A Turkish court has ordered Nobel Prize-winning novelist Orhan Pamuk to pay 6,000 liras (about 4,000 USD) to six individuals—1,000 liras each—in compensation for insulting their “Turkishness” after citing the number of Kurds and Armenians killed in Turkey. He has two weeks to appeal the case.
In February 2005, Pamuk told a Swiss newspaper, “Thirty-thousand Kurds and one million Armenians were killed in these lands, and nobody but me dares to talk about it.” Six individuals launched a lawsuit against the novelist, including the ultra-nationalist lawyer Kemal Kerincsiz who is a suspect in the alleged Ergenekon coup plot against the Turkish government. The five others are said to be relatives of soldiers killed during Turkey’s fight against “terrorism.” They claimed Pamuk “accused all Turkish people” in his words.
Initially, the suit was rejected by the court in Sisli, a district in Istanbul.

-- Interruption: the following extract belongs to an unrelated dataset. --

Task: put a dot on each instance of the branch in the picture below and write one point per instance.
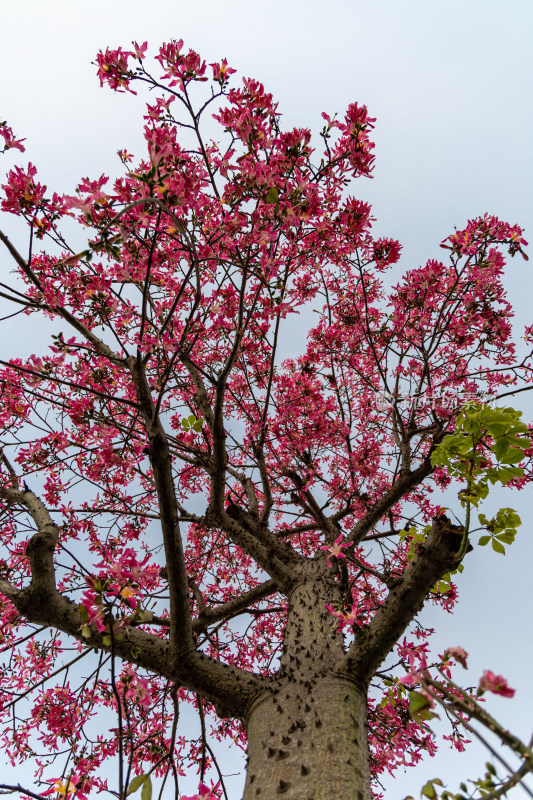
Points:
(436, 557)
(405, 483)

The plaintiffs then appealed to the Supreme Court of Appeals. In 2009, the court deemed the case worthy of consideration. The Sisli court then reevaluated the case, and on March 27, 2011, ordered Pamuk to pay compensation to the plaintiffs.

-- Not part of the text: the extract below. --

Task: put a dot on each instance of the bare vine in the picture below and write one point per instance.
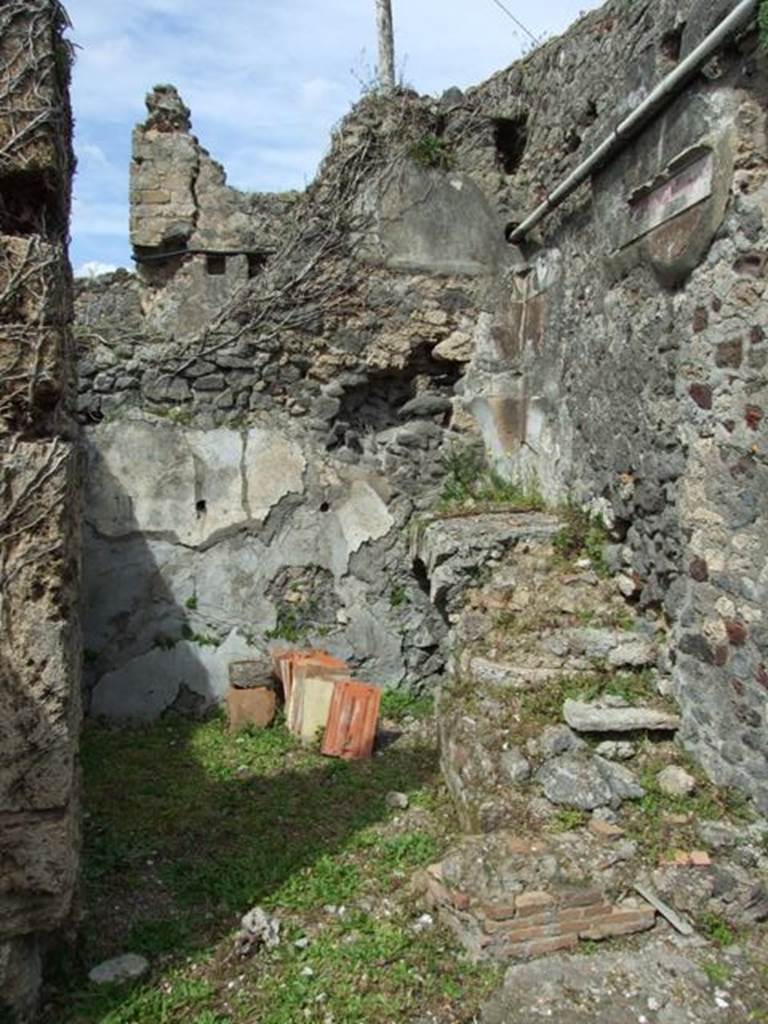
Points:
(34, 75)
(34, 280)
(316, 268)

Some Turkish writers and intellectuals have expressed their outrage at the court’s decision. They have pointed out that Pamuk did not even use the word “Turk” in his comment. “So why did they file a lawsuit against him? And what will happen if everyone decides to file a lawsuit against Pamuk? Will he pay compensation to all of them? It is hard to accept the fact that we are pushing an author who brought the Nobel Prize to Turkey into a corner,” Oral Calislar, a journalist, writer, and one of the initiators of the apology campaign launched by Turkish intellectuals in December 2008, told the Sunday Zaman.

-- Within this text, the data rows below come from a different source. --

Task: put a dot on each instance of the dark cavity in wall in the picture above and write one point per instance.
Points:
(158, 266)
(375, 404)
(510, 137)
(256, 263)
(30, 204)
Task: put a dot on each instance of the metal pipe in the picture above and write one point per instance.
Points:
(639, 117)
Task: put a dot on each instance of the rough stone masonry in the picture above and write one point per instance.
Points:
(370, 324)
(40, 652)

A world-renowned writer, Pamuk received the Nobel Prize in Literature in 2006. His books have been translated into about 50 languages. His widely acclaimed novel Snow was translated into Armenian by the Hamazkayin Armenian Educational and Cultural Society in 2009, becoming the first literary work by a Turkish author to be translated into Armenian since the country regained its independence from the Soviet Union.